Sabran worked her way downward. Ead closed her eyes, breath netted in her chest. Her senses splintered to admit each luminous sensation. Fire-warmed skin. Creamgrail and clove. By the time a finger brushed her navel, she was drawn taut, shivering and glazed with sweat. As her hips rose in welcome, soft lips charted the crook of her thigh.

Each sinew of her was a string on a virginal, aching for the stroke of the musician. Her senses wound tight about ever-smaller centers, tensed to the pitch of Sabran Berethnet, and every touch vibrated through her bones.

“I am not yourqueen,” Sabran whispered over her skin, “but I am yours.” Ead raked her fingers through the dark of her hair. “And you will find that I can also be generous.”

They slept only when they were too heavy-limbed and sated to keep their exhaustion at bay. Sometime in the small hours, they woke to the patter of rain against the window, and they sought each other out again, bodies echoing the ember light.

After, they lay interlaced under the coverlets.

“You must remain as my Lady of the Bedchamber,” Sabran murmured. “For this. For us.”

Ead gazed at the ornate stonework on the ceiling.

“I can play the part of Lady Nurtha,” she said, “but it will always be a part.”

“I know.” Sabran looked into the darkness. “I fell in love with a part you played.”

Ead tried not to let the words find her heart, but Sabran had a way of always reaching it.

Chassar had fashioned Ead Duryan, and she had inhabited her so fully that everyone had fallen for the act. For the first time, she understood the depth of betrayal and confusion that Sabran must be feeling.

Sabran took Ead by the hand and traced the underside of her finger. The one that held her sunstone ring.

“You did not wear this before.”

Ead was close to falling asleep. “It is the symbol of the Priory,” she said. “The ring of a slayer.”

“You have slain a Draconic creature, then.”

“Long ago. With my sister, Jondu. We killed a wyvern that had woken in the Godsblades.”

“How old were you?”

“Fifteen.”

Sabran studied the ring for a time.

“I long not to believe your tale of Galian and Cleolind. I prayed to them both all my life,” she murmured. “If your version of events is correct, then I never knew either of them.”

Ead slid a hand to her back.

“Do you believe me?” she asked. “You know I have no proof of it.”

“I know,” Sabran said. Their noses touched. “It will take time for me to come to terms with this … but I will not close my mind to the notion that Galian Berethnet was only flesh.”

Her breathing grew softer. For a time, Ead thought she had drifted back to sleep. Then Sabran said, “I fear the war Fýredel craves.” She entwined their fingers. “And the shadow of the Nameless One.”

Ead only stroked her hair with one hand.

“I will address my people soon. They must know that I will stand against the Draconic Army, and that there is a plan in place to end the threat once and for all. If you can find the True Sword, I will show it to them. To lift their spirits.” Sabran looked up. “Your ambition is to defeat the Nameless One. If you succeed, what then will you do?”

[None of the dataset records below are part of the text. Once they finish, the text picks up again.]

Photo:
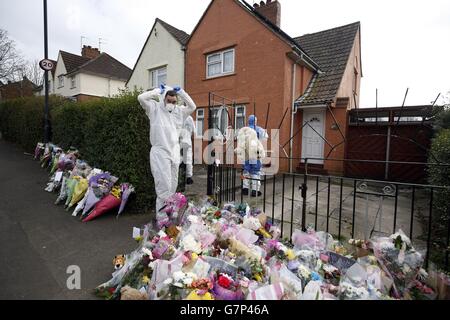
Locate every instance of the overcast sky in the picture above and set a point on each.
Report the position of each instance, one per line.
(405, 43)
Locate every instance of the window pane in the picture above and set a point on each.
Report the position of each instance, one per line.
(162, 79)
(240, 122)
(153, 82)
(214, 69)
(228, 61)
(214, 58)
(199, 127)
(162, 71)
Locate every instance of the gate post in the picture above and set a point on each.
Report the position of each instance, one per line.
(304, 188)
(210, 180)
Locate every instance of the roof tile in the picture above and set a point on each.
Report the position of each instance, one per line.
(331, 50)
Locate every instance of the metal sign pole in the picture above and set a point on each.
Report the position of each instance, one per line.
(46, 111)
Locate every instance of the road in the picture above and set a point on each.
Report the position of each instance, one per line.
(39, 240)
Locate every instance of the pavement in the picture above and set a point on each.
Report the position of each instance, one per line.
(39, 241)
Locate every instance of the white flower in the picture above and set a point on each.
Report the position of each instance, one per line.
(423, 275)
(193, 219)
(329, 268)
(191, 275)
(304, 272)
(188, 281)
(306, 254)
(319, 264)
(178, 275)
(162, 234)
(386, 246)
(252, 223)
(190, 244)
(404, 238)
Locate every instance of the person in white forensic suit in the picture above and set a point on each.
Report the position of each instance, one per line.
(166, 120)
(186, 145)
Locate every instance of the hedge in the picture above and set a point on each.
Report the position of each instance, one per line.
(22, 120)
(440, 175)
(111, 134)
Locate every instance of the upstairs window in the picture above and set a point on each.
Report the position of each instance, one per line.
(240, 117)
(200, 122)
(60, 81)
(158, 77)
(220, 63)
(73, 83)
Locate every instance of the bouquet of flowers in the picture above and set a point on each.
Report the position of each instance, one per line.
(169, 213)
(177, 287)
(399, 259)
(201, 290)
(226, 288)
(108, 203)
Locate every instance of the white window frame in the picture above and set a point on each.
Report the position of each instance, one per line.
(60, 81)
(73, 82)
(221, 62)
(157, 73)
(199, 118)
(237, 114)
(214, 113)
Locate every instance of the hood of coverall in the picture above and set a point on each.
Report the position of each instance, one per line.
(252, 121)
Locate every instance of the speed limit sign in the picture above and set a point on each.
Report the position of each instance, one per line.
(46, 64)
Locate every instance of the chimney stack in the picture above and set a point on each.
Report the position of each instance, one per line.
(89, 52)
(271, 9)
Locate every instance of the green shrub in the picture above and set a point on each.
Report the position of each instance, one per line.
(440, 176)
(111, 134)
(22, 120)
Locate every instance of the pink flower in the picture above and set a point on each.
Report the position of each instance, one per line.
(224, 282)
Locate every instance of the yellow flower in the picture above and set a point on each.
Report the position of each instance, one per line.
(258, 277)
(290, 254)
(195, 296)
(116, 192)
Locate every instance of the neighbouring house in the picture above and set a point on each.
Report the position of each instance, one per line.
(40, 91)
(92, 75)
(18, 89)
(161, 60)
(238, 51)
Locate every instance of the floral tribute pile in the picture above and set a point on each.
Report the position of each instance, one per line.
(90, 192)
(235, 253)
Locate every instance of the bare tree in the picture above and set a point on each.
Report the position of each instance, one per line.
(11, 61)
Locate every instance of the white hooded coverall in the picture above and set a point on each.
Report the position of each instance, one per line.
(186, 144)
(165, 129)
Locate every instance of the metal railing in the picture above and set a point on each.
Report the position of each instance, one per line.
(345, 207)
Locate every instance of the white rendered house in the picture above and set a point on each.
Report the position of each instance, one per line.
(161, 60)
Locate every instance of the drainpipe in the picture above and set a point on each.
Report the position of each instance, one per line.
(293, 112)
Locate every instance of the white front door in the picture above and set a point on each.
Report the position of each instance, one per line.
(312, 141)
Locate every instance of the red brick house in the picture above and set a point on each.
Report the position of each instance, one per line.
(239, 51)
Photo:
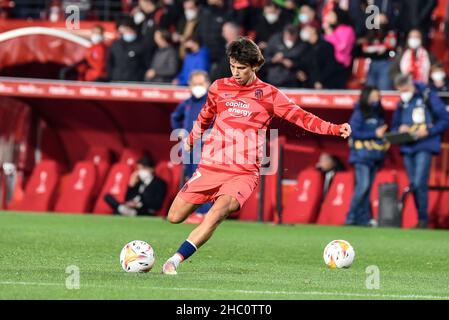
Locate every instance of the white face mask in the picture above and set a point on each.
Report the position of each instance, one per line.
(414, 43)
(406, 96)
(96, 38)
(271, 17)
(198, 91)
(303, 18)
(144, 175)
(304, 35)
(289, 44)
(129, 37)
(139, 17)
(190, 14)
(438, 76)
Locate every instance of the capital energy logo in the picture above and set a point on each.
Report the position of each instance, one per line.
(238, 108)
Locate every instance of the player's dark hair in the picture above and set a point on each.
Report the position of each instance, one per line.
(245, 51)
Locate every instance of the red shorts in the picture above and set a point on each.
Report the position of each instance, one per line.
(206, 185)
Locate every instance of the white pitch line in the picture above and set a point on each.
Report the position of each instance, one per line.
(265, 292)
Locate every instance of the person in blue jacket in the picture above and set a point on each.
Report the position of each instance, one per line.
(423, 114)
(197, 58)
(184, 117)
(367, 152)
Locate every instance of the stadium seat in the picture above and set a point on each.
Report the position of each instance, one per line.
(116, 184)
(101, 158)
(249, 211)
(304, 204)
(338, 199)
(383, 176)
(41, 187)
(77, 195)
(409, 213)
(168, 172)
(130, 157)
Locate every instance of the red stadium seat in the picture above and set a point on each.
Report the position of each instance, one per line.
(130, 157)
(116, 185)
(41, 188)
(338, 200)
(409, 213)
(249, 210)
(304, 204)
(383, 176)
(170, 173)
(77, 196)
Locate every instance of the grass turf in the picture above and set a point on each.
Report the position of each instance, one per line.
(241, 261)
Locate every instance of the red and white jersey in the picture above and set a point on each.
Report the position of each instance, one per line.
(241, 115)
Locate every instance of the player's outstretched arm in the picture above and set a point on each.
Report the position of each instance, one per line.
(204, 120)
(285, 108)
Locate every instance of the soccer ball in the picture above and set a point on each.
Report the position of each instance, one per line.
(339, 254)
(137, 256)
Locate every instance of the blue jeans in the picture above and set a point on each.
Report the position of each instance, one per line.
(360, 209)
(418, 171)
(379, 75)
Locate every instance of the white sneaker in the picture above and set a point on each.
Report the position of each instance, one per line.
(169, 268)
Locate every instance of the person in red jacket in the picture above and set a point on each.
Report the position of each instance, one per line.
(93, 67)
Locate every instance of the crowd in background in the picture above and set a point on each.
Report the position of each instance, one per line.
(307, 43)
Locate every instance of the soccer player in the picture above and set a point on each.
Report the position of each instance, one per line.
(238, 103)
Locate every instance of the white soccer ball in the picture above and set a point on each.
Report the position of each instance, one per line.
(339, 254)
(137, 256)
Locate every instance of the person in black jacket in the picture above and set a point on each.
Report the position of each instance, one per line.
(145, 194)
(317, 67)
(128, 57)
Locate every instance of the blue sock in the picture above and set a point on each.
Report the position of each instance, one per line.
(186, 249)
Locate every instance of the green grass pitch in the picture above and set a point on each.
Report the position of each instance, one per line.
(241, 261)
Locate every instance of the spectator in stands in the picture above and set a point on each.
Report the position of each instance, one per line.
(269, 23)
(145, 194)
(128, 56)
(438, 77)
(318, 68)
(328, 165)
(423, 114)
(230, 32)
(415, 14)
(185, 115)
(165, 60)
(93, 67)
(210, 27)
(282, 54)
(307, 17)
(187, 25)
(339, 32)
(367, 152)
(380, 46)
(197, 58)
(415, 60)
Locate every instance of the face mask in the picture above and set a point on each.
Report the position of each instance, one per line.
(303, 18)
(129, 37)
(190, 14)
(289, 44)
(406, 97)
(96, 38)
(304, 35)
(144, 174)
(414, 43)
(438, 76)
(271, 17)
(139, 17)
(199, 91)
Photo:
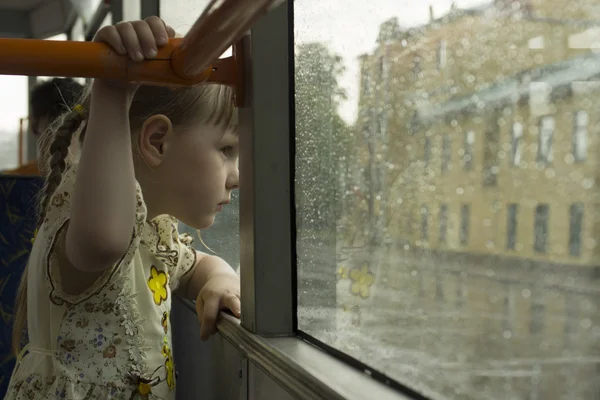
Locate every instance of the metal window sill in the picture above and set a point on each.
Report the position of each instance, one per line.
(303, 370)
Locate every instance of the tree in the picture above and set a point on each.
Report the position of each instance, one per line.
(323, 139)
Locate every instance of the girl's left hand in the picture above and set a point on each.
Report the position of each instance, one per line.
(220, 292)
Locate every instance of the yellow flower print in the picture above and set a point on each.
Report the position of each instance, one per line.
(158, 285)
(165, 321)
(362, 281)
(170, 367)
(34, 236)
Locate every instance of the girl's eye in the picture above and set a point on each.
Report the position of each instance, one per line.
(227, 150)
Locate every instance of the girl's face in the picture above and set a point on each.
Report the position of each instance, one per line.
(197, 171)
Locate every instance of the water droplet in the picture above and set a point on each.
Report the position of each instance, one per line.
(587, 183)
(586, 323)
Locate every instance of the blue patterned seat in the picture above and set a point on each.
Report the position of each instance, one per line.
(17, 223)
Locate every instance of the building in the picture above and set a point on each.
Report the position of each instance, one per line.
(479, 139)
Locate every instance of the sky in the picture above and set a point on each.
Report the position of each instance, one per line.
(348, 27)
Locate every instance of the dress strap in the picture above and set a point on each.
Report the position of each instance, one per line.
(31, 350)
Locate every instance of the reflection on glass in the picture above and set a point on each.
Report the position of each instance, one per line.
(470, 280)
(13, 107)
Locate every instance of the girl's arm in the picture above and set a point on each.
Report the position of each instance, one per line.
(103, 202)
(214, 285)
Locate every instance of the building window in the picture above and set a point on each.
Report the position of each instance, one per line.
(442, 54)
(541, 228)
(580, 136)
(465, 221)
(443, 222)
(537, 317)
(469, 144)
(416, 68)
(547, 125)
(511, 227)
(490, 152)
(427, 152)
(424, 223)
(575, 229)
(382, 125)
(517, 135)
(446, 153)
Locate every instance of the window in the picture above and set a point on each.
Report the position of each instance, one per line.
(537, 317)
(491, 150)
(458, 290)
(469, 145)
(517, 135)
(424, 223)
(580, 136)
(545, 140)
(443, 222)
(541, 228)
(511, 226)
(442, 54)
(427, 152)
(575, 229)
(446, 153)
(12, 108)
(465, 221)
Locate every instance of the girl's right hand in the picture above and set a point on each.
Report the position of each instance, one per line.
(139, 40)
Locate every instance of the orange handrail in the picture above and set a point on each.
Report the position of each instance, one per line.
(186, 61)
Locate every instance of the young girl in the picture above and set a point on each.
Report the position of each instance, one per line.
(107, 256)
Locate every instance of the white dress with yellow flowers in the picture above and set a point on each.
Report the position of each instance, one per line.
(113, 341)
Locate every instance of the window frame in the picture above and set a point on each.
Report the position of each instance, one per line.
(268, 332)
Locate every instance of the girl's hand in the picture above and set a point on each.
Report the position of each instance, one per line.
(139, 40)
(220, 292)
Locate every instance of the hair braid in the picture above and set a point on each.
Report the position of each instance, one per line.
(56, 164)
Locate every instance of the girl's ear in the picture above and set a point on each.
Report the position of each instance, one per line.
(154, 139)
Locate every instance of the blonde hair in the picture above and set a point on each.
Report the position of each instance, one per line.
(207, 103)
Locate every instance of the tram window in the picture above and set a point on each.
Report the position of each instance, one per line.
(222, 237)
(13, 107)
(368, 283)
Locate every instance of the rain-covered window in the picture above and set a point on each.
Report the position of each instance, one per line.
(580, 136)
(546, 133)
(515, 145)
(474, 282)
(468, 150)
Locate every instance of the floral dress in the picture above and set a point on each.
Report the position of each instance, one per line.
(112, 341)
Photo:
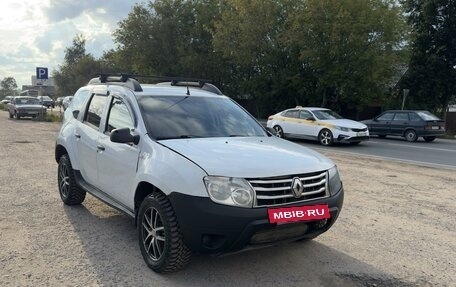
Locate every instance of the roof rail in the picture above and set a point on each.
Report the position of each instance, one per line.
(126, 80)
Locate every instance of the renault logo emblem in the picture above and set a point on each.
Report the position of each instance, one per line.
(297, 187)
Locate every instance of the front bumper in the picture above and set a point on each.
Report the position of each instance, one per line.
(213, 228)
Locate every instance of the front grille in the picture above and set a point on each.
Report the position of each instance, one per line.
(359, 130)
(277, 190)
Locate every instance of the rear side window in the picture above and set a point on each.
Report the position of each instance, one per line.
(386, 117)
(427, 116)
(305, 115)
(95, 110)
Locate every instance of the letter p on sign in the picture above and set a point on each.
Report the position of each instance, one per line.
(41, 73)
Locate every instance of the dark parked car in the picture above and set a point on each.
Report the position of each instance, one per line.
(409, 124)
(25, 107)
(46, 101)
(6, 100)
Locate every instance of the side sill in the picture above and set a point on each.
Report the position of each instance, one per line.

Ead let her eyelids fall. It was a question she had tried her utmost not to ask herself.

“The Priory was founded to keep the Nameless One at bay,” she said. “If I bind him . . . I suppose I could do anything.”

A strange quiet grew between them. They lay in silence until Sabran shifted away and turned on to her other side.

“Sabran.” Ead kept her distance. “What is it?”